World Heart Federation: Copy Scotland, Finland and New Zealand’s Tobacco Goals
The second annual World Happiness Report was released this week. The list ranks countries' happiness based on people's self-reports. By ranking 156 nations, the authors hope that countries can learn from one another and adopt better policies to improve the quality of life for their citizens. Although the practice of borrowing and then modifying ideas and polices from other countries is not new, the World Heart Federation has specifically pointed out three countries that the agency wants other countries to copy. According to the federation, countries should follow Scotland, Finland and New Zealand's goals to reduce tobacco use.
This recommendation comes after the Tobacco End Game conference started in New Delhi, India. The conference takes place this week and gathers countries together to discuss ways of reducing population smoking and implementing other measures from The Framework Convention on Tobacco Control, which is an international tobacco control treaty. According to the federation, Scotland, Finland and New Zealand have set the year in which they plan on ending tobacco usage within their nations. The years are 2030, 2034, and 2025 respectively. In order for tobacco use to be considered over, each country must have a population smoking level fewer than or equal to five percent.
"There is no hiding from the deadly effects of tobacco on heart health," says World Heart Federation President Professor K Srinath Reddy reported by Medical Xpress. "There are many countries across all incomes making great strides in tobacco control and it should be possible for each of these nations to further bolster their tobacco control efforts by setting themselves a target year for reducing tobacco use below 5%. So the World Heart Federation would hope to see these countries, followed by those around the world, following the brave lead set by the countries that have announced target dates."
Due to the fact that tobacco use is responsible for so many preventable deaths in the global world, the conference will discuss ways of reducing the mortality rate associated with smoking.

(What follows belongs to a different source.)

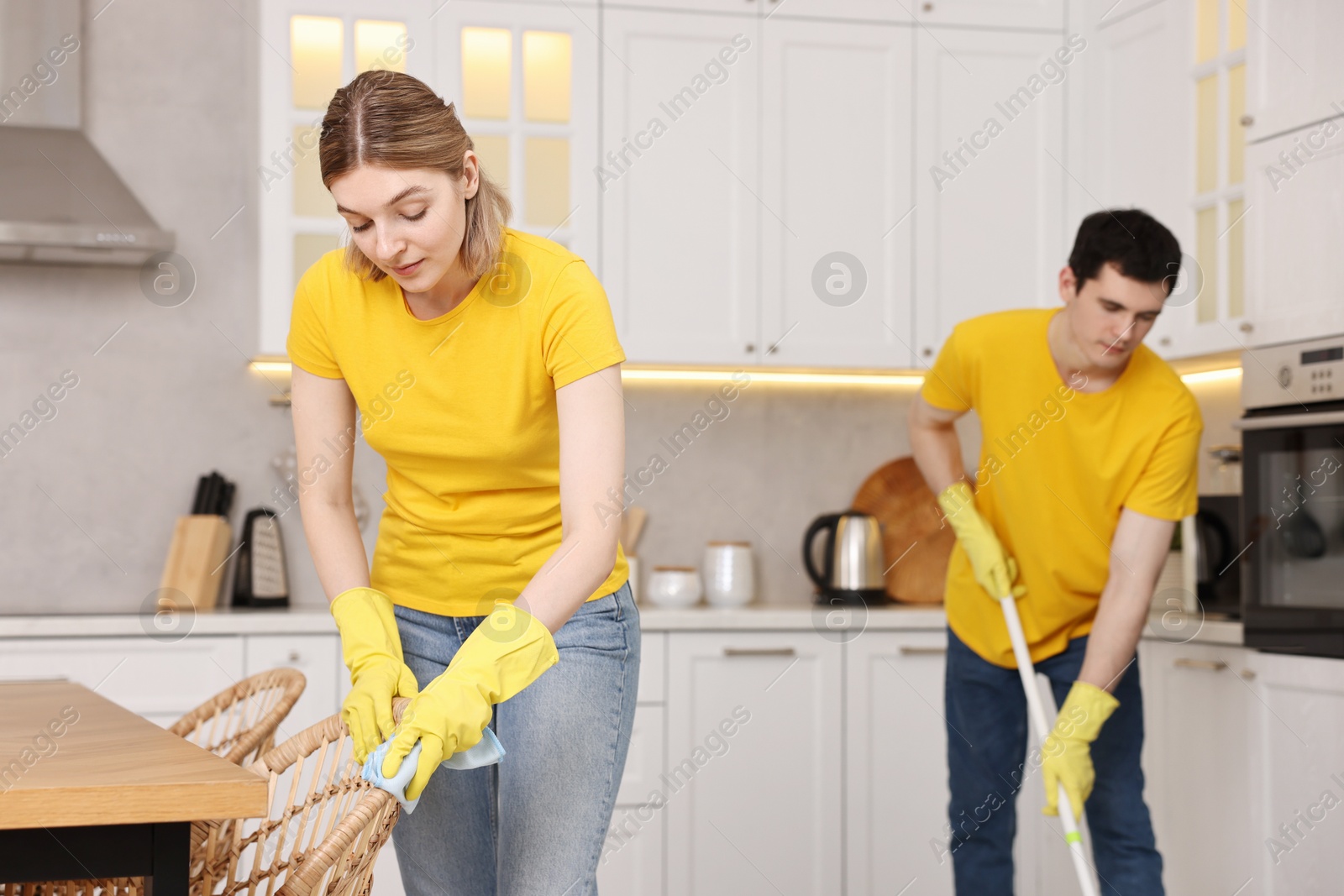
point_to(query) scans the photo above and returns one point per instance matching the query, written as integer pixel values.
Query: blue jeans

At the conference, Finland's tobacco control policies will be outlined so that other countries can analyze why Finland has been successful with their maintenance of tobacco use. Over the years, Finland has implemented smoke free environments, higher taxes, reductions in the availability of tobacco products and increased protection of young children from tobacco.
"The Finnish experience shows how determined long-term tobacco control, combining strict legislation with a range of other activities, had resulted in a low level and continuously declining trends of tobacco use and the possibility to set smoke-free Finland as an official goal by the national Parliament. To reach this final goal further activities are planned both by Finnish government decisions and in interaction with the EU decisions," commented the federation's former president, Professor Pekka Puska, the director general of the National Institute for Health and Welfare in Finland.